Atölye BİA'nın 28 Nisan - 2 Mayıs tarihleri arasında düzenlediği beş günlük İklim Haberciliği Atölyesi’nin dördüncü gününde akademisyen Ece Baykal Fide, gazeteci Özer Akdemir, gazeteci Pelin Cengiz bizlerleydi. Atölyenin son gününde ise akademisyen Ali Alper Akyüz, gazeteci Elif Ünal ve bianet kadın-LGBTİ+ editörü Evrim Kepenek aramızdaydı.
Farklı şehir, üniversite ve mesleklerden 15 kişinin katıldığı İklim Haberciliği Atölyesi’nin 1 Mayıs oturumunda; iklim ve medya, iklim ve medyada sahadan deneyimler, yeşil yıkama ve medyanın rolü, 2 Mayıs oturumunda ise iklim iletişimi, iklim haberlerinde görsel, toplumsal cinsiyet ve iklim krizi üzerine konuşuldu.
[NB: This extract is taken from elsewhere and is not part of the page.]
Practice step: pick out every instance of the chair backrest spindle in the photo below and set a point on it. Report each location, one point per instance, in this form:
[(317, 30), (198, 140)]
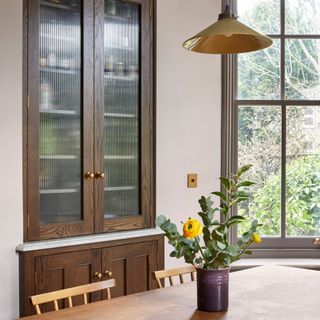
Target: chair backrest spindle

İklim krizi medyada nasıl yer alıyor?
Atölyenin dördüncü gününde, akademisyen Ece Baykal Fide, "İklim krizi haber medyasında nasıl yer alıyor?, Nasıl olmalı?" soruları üzerinde durarak, Türkiye ve dünya medyasında en iyi ve en kötü iklim haberleri örneklerinden bahsetti.
*Ece Baykal Fide
İklim politikalarını anlatarak başlayan Ece Baykal Fide, IPCC’den, Kopenhang Zirvesi’nden, Paris Antlaşması sürecinden, Kyoto Protokolü’nden ve Türkiye’nin iklim politikalarından bahsetti.
"Bazı haberlerde, dünyanın sonunun geldiğini onarılmaz bir dille haberleştirildiliğini görüyoruz" diyen Fide, iklim krizinin medyada nasıl haberleştirildiğine dair şunları aktardı:
- İklim haberleri medyada, onarılmaz bir dille sunuluyor.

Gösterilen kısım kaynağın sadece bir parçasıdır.